Deuxièmement, des contrôles pour les terrains subsidiés, des contrôles obligatoires. Les nouveaux terrains synthétiques avec remplissage de type SBR devront désormais se soumettre à des contrôles qui conditionneront l’octroi de subsides. Les porteurs de projet sont ainsi obligés, depuis mars 2018, de faire analyser par un laboratoire agréé la teneur en métaux lourds et en HAP des matériaux mis en œuvre lors de chaque projet subsidié. Des résultats conformes aux valeurs imposées sont indispensables en vue de la réception provisoire des chantiers, donc de la liquidation des subsides. Les analyses que nous imposons sont réalisées selon trois procédés: 

  • au niveau de la matière sèche, donc les granules en tant que tels;
  • en portant la température de la matière à environ 70 degrés, la température du revêtement pendant les périodes de forte chaleur pouvant atteindre 60 degrés au niveau du sol. Ce test permet de vérifier une éventuelle diffusion des HAP dans l’air ambiant;
  • en liquéfiant la matière, conformément à la méthode d’essai de l’ECHA.

À l’heure actuelle, deux nouveaux terrains ont été contrôlés : celui de Frasnes-lez-Anvaing et celui de Chapelle-lez-Herlaimont. Les résultats se situent en deçà des nouvelles normes qui, je le rappelle, sont de 20 milligrammes par kilogramme, puisque la concentration en HAP qui a été observée est inférieure à 3 milligrammes par kilogramme.

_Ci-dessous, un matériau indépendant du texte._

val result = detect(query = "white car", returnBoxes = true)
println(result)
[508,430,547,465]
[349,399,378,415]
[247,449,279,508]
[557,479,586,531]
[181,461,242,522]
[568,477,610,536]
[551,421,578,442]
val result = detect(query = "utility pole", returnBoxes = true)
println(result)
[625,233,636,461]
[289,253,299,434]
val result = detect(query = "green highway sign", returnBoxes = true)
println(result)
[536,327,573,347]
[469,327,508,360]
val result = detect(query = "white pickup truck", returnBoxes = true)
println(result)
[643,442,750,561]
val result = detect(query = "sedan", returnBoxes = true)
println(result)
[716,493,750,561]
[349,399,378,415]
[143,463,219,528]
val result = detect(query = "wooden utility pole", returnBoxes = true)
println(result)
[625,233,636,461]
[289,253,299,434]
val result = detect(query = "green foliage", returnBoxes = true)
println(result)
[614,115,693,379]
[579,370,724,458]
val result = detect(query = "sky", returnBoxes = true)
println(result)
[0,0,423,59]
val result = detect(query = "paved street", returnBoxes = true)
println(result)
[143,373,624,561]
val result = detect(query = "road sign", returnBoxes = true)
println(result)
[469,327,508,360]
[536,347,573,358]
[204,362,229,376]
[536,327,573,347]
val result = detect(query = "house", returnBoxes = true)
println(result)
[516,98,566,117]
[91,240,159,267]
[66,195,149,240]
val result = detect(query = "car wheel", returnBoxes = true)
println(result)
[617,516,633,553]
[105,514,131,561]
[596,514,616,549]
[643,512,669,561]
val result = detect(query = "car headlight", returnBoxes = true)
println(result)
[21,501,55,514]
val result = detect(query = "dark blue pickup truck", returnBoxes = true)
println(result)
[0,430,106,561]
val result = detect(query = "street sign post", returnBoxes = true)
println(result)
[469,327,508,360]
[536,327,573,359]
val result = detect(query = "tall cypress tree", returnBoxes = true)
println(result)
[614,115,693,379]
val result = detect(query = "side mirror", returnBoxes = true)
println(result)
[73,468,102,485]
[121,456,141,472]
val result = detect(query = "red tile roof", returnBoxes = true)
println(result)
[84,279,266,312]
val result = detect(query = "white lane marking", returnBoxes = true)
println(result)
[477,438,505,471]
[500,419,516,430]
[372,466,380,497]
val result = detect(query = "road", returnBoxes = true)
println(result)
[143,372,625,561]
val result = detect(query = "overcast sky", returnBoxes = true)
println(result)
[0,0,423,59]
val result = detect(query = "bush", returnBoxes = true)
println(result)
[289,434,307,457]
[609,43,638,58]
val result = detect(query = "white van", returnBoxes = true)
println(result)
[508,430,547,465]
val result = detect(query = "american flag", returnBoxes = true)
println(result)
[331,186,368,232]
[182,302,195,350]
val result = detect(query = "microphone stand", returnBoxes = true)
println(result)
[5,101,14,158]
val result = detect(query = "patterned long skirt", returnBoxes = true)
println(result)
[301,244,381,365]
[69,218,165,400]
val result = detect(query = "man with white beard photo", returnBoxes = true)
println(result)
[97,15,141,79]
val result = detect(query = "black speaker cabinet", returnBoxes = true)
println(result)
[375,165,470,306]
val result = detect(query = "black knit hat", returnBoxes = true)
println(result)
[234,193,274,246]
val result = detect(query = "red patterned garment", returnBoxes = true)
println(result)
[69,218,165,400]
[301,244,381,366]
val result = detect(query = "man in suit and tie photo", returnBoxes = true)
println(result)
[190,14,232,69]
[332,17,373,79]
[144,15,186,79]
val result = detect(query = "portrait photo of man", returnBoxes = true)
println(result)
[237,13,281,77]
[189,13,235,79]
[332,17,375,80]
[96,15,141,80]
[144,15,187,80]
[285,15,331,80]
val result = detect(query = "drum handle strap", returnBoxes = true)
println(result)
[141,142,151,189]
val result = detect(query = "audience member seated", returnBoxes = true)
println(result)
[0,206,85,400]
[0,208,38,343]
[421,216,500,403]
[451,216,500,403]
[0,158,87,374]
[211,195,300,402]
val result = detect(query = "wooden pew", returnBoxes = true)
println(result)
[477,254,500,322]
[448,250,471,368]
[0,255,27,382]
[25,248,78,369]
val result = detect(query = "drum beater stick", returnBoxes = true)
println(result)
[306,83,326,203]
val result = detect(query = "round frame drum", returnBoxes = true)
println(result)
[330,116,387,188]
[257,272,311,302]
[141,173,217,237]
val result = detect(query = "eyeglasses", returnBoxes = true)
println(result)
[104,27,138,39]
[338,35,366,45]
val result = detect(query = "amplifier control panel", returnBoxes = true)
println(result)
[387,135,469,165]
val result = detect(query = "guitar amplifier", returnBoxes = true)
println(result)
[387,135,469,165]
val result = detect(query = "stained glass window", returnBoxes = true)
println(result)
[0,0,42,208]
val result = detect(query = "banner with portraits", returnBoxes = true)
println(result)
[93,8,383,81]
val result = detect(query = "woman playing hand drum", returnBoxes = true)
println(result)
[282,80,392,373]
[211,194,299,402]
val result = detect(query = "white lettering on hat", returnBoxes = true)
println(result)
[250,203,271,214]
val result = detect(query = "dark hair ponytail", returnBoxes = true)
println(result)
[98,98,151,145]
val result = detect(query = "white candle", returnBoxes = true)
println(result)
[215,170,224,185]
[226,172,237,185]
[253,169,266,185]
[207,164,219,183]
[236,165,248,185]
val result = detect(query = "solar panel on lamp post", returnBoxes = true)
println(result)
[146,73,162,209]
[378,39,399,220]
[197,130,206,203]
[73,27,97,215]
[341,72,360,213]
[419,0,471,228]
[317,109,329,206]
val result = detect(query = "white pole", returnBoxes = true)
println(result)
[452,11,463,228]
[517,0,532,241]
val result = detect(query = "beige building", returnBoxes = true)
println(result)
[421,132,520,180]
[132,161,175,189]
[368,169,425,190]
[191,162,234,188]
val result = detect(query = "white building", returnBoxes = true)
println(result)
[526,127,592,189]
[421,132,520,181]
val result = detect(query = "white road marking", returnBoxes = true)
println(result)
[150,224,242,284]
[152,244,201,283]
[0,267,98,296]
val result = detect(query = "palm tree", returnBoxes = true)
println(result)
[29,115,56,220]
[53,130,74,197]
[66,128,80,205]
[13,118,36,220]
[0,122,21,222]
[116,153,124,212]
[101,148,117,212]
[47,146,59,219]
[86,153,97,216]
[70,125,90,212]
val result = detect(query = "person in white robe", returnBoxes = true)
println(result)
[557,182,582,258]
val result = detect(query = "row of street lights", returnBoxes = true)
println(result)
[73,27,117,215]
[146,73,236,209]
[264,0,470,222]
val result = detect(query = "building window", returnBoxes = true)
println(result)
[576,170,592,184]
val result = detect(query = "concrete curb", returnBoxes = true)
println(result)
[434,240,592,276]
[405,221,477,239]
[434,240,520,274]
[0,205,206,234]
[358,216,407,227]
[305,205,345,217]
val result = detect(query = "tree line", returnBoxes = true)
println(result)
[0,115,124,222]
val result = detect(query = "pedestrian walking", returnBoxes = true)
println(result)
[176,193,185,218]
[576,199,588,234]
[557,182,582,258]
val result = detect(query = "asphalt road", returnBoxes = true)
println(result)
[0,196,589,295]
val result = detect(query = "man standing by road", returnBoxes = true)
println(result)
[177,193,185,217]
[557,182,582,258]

Ensuite, les contrôles pour les terrains non subsidiés seront encouragés via un incitant financier. Compte tenu de mes attributions qui se limitent aux terrains subsidiés, il me tenait toutefois à cœur d’inciter l’ensemble des porteurs de projet à réaliser de telles analyses et à en communiquer les résultats à leurs utilisateurs. 

Un incitant financier sera dès lors mis en place pour la prise en charge de ces contrôles. On estime le prix de ces contrôles à environ 1500 euros et, avec mon administration, je suis en cours d’élaborer un règlement qui permettra de prendre en charge une partie de ce coût. 

Troisièmement, le guide wallon des recommandations qui était également en cours d’élaboration depuis plusieurs mois, comme j’ai déjà pu m’exprimer lors de précédentes questions parlementaires, parallèlement au nouveau cadre normatif et au contrôle précité, un guide de recommandations est prêt. Il fait l’objet actuellement d’une relecture afin de présenter les nombreux conseils de manière didactique, avec des coloris, des pavés pour attirer l’attention de tout un chacun.  Celui-ci s’adressera à l’ensemble des gestionnaires et des utilisateurs de terrain et reprendra l’ensemble des normes à respecter pour la conception, la construction, l’entretien et l’utilisation des terrains ainsi que les mesures d’hygiène de base à prendre après avoir joué sur un terrain synthétique. La volonté est que ce dernier soit accessible à un public large et pas uniquement aux seuls bénéficiaires des subventions wallonnes. Ce guide qui est prêt sera prochainement publié sur le site de la Région wallonne. 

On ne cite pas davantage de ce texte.